Tuesday, July 25, 2017

Blockchain will change the way we trust in business.

Blockchain will change the way we trust in business.

Commerce relies on financial institutions serving as third parties to process electronic payments. A financial institution holds certain identifiable information about the transactors and decides whether or not each party can be “trusted” to complete the transaction. The cost of mediation is passed to the transactors as “transaction costs.” Because there is a cost for each transaction to the financial institution, transaction sizes must meet a minimum size requirement in order for the financial institution to accept its role as mediator for the transaction. A certain percentage of fraud is accepted as unavoidable.

To verify “trust” in a transaction between two parties, blockchain services like Bitcoin create a “public ledger” (aka the blockchain) that is distributed on the network nodes (computers or devices) of participants. This creates a system where all transactions are publicly announced, and all participants must agree on a single history of the order in which the transactions were received.

Traditional banking achieves a level of privacy by limiting access to information to the parties involved and the trusted third party. This method is precluded by announcing transaction details publicly. Privacy can be maintained despite public announcement of all transactions. To verify an identity, participants “sign” a transaction with a digital signature and an “asymmetric key system.” A digital signature is meant to prove a message came from a particular sender; neither can anyone impersonate the sender nor can the sender deny having sent the message. When making an electronic purchase, the receiver is able to prove who requested the purchase. - Satoshi Nakamoto, Bitcoin: A Peer-to-Peer Electronic Cash System

With a symmetric key system, Alice first puts the secret message in a box, and locks the box using a padlock to which she has a key. She then sends the box to Bob through regular mail. When Bob receives the box, he uses an identical copy of Alice's key (which he has somehow obtained previously, maybe by a face-to-face meeting) to open the box, and reads the message. Bob can then use the same padlock to send his secret reply.

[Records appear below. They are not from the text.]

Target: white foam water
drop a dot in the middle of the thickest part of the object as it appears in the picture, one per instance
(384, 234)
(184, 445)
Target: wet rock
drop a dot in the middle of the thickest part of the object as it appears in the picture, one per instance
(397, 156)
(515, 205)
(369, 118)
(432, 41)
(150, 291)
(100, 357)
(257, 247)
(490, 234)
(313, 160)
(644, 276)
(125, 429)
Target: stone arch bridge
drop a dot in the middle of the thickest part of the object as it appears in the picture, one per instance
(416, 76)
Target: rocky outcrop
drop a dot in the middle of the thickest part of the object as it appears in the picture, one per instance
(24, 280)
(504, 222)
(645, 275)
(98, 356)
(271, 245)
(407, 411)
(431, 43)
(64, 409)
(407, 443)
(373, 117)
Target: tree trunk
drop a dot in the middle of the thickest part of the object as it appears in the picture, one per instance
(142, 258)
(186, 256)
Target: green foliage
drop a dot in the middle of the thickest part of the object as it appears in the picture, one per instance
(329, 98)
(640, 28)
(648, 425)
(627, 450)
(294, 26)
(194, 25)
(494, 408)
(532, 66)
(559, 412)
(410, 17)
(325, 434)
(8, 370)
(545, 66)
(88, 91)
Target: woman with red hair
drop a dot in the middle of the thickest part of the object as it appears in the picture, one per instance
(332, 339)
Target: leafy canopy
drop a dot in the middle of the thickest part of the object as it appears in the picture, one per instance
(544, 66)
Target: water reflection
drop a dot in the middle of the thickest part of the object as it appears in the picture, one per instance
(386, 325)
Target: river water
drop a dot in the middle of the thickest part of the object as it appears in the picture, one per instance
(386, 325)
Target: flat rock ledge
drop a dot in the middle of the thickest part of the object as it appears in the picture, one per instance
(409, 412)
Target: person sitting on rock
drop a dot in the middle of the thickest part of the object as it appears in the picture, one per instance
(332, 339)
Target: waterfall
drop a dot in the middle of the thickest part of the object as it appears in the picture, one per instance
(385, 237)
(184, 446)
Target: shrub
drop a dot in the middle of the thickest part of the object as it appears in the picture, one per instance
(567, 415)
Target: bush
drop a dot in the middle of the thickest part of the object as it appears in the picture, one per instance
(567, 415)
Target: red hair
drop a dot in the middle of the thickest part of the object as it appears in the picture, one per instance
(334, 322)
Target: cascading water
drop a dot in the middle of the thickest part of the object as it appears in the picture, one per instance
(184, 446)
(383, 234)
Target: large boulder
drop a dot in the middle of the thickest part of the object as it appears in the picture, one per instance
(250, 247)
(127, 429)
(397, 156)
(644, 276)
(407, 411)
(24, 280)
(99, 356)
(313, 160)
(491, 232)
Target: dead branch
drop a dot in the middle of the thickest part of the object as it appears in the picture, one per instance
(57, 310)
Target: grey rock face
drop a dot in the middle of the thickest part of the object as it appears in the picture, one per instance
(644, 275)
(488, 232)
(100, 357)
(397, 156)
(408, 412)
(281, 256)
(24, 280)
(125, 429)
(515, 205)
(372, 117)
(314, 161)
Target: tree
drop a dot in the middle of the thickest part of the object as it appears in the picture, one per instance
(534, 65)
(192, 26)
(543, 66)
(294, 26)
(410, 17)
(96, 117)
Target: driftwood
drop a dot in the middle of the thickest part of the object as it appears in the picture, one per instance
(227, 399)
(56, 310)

In an asymmetric key system, Bob and Alice have separate padlocks. First, Alice asks Bob to send his open padlock to her through regular mail, keeping his key to himself. When Alice receives it she uses it to lock a box containing her message, and sends the locked box to Bob. Bob can then unlock the box with his key and read the message from Alice. To reply, Bob must similarly get Alice's open padlock to lock the box before sending it back to her. The critical advantage in an asymmetric key system is that Bob and Alice never need to send a copy of their keys to each other. This prevents a third party – perhaps, in this example, a corrupt postal worker who opens unlocked boxes – from copying a key while it is in transit, allowing the third party to spy on all future messages sent between Alice and Bob. Alice and Bob need not trust the postal service as much. In addition, if Bob were careless and allowed someone else to copy his key, Alice's messages to Bob would be compromised, but Alice's messages to other people would remain secret, since the other people would be providing different padlocks for Alice to use. - Wikipedia

The first transaction in a block (1 megabyte of data) is a special transaction that creates a new coin owned by the creator of the block. There is no central authority that issues new coins. The steady addition of a constant amount of new coins is analogous to gold miners expending resources to add gold into circulation. “Once a predetermined number of coins have entered circulation, the incentive can transition entirely to transaction fees and be completely inflation free.” The number of new bitcoins created each year is automatically halved over time until bitcoin issuance halts completely with a total of 21 million bitcoins in existence.

Currently, the blockchain is being used to create a currency called Bitcoin that removes banking intermediaries and allows borderless and governmentally-autonomous commerce. However, this technology can be applied to any industry that relies on intermediaries to validate identities and establish trust. Medicine and finance are two industries that are ripe for this technology, as they rely on a number of intermediaries for transactions, and fraud is prevalent.

In summary, the blockchain creates a system for electronic transactions that doesn’t rely on trust. Using the “assymmetic key system,” transactors verify identities electronically, essentially eliminating the need for transaction intermediaries to verify the transactors. All transactions on the blockchain are publicly visible and verified through a distributed network. Invalid blocks are rejected by the network, diminishing the ability to commit fraud.